Opening stand: Rudraneil Sengupta on the early years of women’s cricket in India
As our team hope to win the sport’s biggest prize, let’s salute the teens and young women who laid the ground for this phase, in a very different world.
The ongoing ICC Women’s World Cup is a great opportunity for the Indian team to emerge champions for the first time. Playing on home ground with partisan support should bring joy and a spark to the players.

It has also been three seasons of the Women’s Premier League, and as that T20 tournament has grown, women’s cricket in India has grown with it, giving young players the opportunity to work and play in elite environments alongside the best players from around the world. Add those players — women such as Richa Ghosh, Kranti Goud and Sneh Rana — to veterans such as Smriti Mandhana, Harmanpreet Kaur and Jemimah Rodrigues, who are among the best in the world, and this team are clear contenders for the title.
Over the past decade, women’s cricket has truly raised itself from a sport struggling to survive (with barely any funding, a dismal lack of games, and a socially unconscionable gender divide where it would be hard to find an Indian boy who has never played cricket, and almost as hard to find a girl who has) to a sport with a large and loyal following, the beginnings of funds and infrastructure befitting its stature, easily recognisable stars, and plenty more playing opportunities from the grassroots all the way to the Premier League.
This change has been well-documented, but what about the early years of women’s cricket in India? It is perhaps revealing that there exist almost no records of the first women’s Test series played here (except for the scorecards).
That Test was played in 1976, when West Indies came touring. For the first three matches, India tried out three different captains: Ujwala Nikam and Sudha Shah, both teens at the time, and Sreerupa Bose, then 25. There are no interviews or anecdotes to be found about any of them; just some cricketing stats.
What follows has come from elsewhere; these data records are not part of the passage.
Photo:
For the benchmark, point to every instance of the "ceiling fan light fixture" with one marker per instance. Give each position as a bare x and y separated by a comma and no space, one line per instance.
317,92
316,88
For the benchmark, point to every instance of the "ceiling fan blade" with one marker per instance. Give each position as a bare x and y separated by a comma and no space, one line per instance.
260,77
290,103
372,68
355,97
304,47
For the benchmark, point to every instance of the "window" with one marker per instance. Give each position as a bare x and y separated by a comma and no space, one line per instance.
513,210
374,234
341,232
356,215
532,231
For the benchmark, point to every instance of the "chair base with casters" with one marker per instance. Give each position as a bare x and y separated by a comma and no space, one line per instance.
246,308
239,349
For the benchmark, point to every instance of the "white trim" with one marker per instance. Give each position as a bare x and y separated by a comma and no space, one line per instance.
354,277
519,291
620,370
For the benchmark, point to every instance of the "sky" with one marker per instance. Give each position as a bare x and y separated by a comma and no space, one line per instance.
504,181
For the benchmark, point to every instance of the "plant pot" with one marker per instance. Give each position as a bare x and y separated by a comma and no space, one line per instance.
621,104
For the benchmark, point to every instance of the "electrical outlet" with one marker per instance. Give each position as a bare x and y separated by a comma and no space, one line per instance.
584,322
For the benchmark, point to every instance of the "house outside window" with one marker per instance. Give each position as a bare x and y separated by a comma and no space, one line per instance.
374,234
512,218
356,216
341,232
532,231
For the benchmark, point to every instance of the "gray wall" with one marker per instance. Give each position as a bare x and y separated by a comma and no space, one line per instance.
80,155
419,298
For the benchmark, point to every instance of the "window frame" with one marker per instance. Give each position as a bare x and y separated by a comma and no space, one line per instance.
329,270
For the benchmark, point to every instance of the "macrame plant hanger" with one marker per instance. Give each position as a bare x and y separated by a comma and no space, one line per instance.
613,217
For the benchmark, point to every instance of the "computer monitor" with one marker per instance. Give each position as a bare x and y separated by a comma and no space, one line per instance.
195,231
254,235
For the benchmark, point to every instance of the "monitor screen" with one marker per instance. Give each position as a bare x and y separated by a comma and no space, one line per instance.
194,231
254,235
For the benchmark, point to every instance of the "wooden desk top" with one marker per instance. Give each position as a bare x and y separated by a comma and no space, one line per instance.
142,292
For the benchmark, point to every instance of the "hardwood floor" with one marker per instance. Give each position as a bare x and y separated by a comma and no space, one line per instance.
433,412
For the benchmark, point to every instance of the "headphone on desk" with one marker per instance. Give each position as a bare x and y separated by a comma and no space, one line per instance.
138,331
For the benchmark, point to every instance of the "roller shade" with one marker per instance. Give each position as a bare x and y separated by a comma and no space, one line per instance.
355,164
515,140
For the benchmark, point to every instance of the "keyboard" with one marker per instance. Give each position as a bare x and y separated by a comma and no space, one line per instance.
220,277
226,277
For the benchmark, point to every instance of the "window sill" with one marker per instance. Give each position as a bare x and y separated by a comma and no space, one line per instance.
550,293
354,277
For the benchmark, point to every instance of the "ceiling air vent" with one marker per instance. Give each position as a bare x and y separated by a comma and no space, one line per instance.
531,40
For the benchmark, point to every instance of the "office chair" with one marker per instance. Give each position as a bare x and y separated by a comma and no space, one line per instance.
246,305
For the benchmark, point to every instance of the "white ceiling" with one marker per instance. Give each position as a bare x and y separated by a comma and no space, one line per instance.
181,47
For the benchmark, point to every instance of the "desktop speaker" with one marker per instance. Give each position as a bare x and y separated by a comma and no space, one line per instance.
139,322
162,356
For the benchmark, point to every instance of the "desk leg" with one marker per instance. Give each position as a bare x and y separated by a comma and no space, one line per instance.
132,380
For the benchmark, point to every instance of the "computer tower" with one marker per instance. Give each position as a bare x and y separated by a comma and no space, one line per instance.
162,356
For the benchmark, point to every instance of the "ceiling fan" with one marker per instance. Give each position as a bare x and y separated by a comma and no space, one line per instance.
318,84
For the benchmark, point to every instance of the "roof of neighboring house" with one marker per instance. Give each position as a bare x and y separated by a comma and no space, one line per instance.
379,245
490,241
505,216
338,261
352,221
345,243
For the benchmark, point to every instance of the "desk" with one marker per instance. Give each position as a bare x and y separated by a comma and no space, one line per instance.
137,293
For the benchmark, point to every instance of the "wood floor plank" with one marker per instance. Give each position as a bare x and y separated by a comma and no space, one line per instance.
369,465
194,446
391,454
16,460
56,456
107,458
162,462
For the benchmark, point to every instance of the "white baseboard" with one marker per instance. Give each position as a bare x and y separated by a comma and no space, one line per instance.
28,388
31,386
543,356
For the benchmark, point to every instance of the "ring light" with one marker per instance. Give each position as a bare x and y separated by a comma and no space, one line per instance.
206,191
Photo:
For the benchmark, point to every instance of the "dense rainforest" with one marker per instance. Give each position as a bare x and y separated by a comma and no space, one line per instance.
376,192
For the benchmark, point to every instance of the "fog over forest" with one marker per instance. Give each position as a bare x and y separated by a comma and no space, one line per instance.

Yet the Tests were very well-attended. Each of the six matches, held in six different cities, saw stadiums nearly full. When India won the fourth Test (the only result in six games, so that win also decided the series) in Patna, there were crowds lining the road all the way from the stadium to the team hotel. The women players even eventually came out onto their balconies to acknowledge the crowds, such was the joy of that first victory.
Shantha Rangaswamy, who was then 22 and captained the team in Patna, went on to captain India for a few years with distinction, and is one of the few women players of that generation who is remembered and honoured.
One of seven daughters raised by a single mother, Rangaswamy grew up in a joint-family home where the courtyard’s main purpose was to serve as a cricket ground. “There were no men in the family, and my mother would say to us, ‘You will have to stand for yourself’,” she once told journalist (and HT columnist) Sharda Ugra in an interview.
In those early years, and unfortunately for many years afterwards, the cricketers did everything themselves. Rangaswamy went on fundraising campaigns, pushed administrators to organise matches, oversaw the procurement of cricketing gear, haggled for practice space, negotiated for jobs for her teammates, booked train tickets, and more.
There are so many wonderful stories waiting to be told about India’s pioneering women players. As our current team hope to win the sport’s biggest prize and begin a new era for women’s cricket in the country, let’s take a minute to salute the young women who laid the ground for this phase, in a very different world, all those years ago.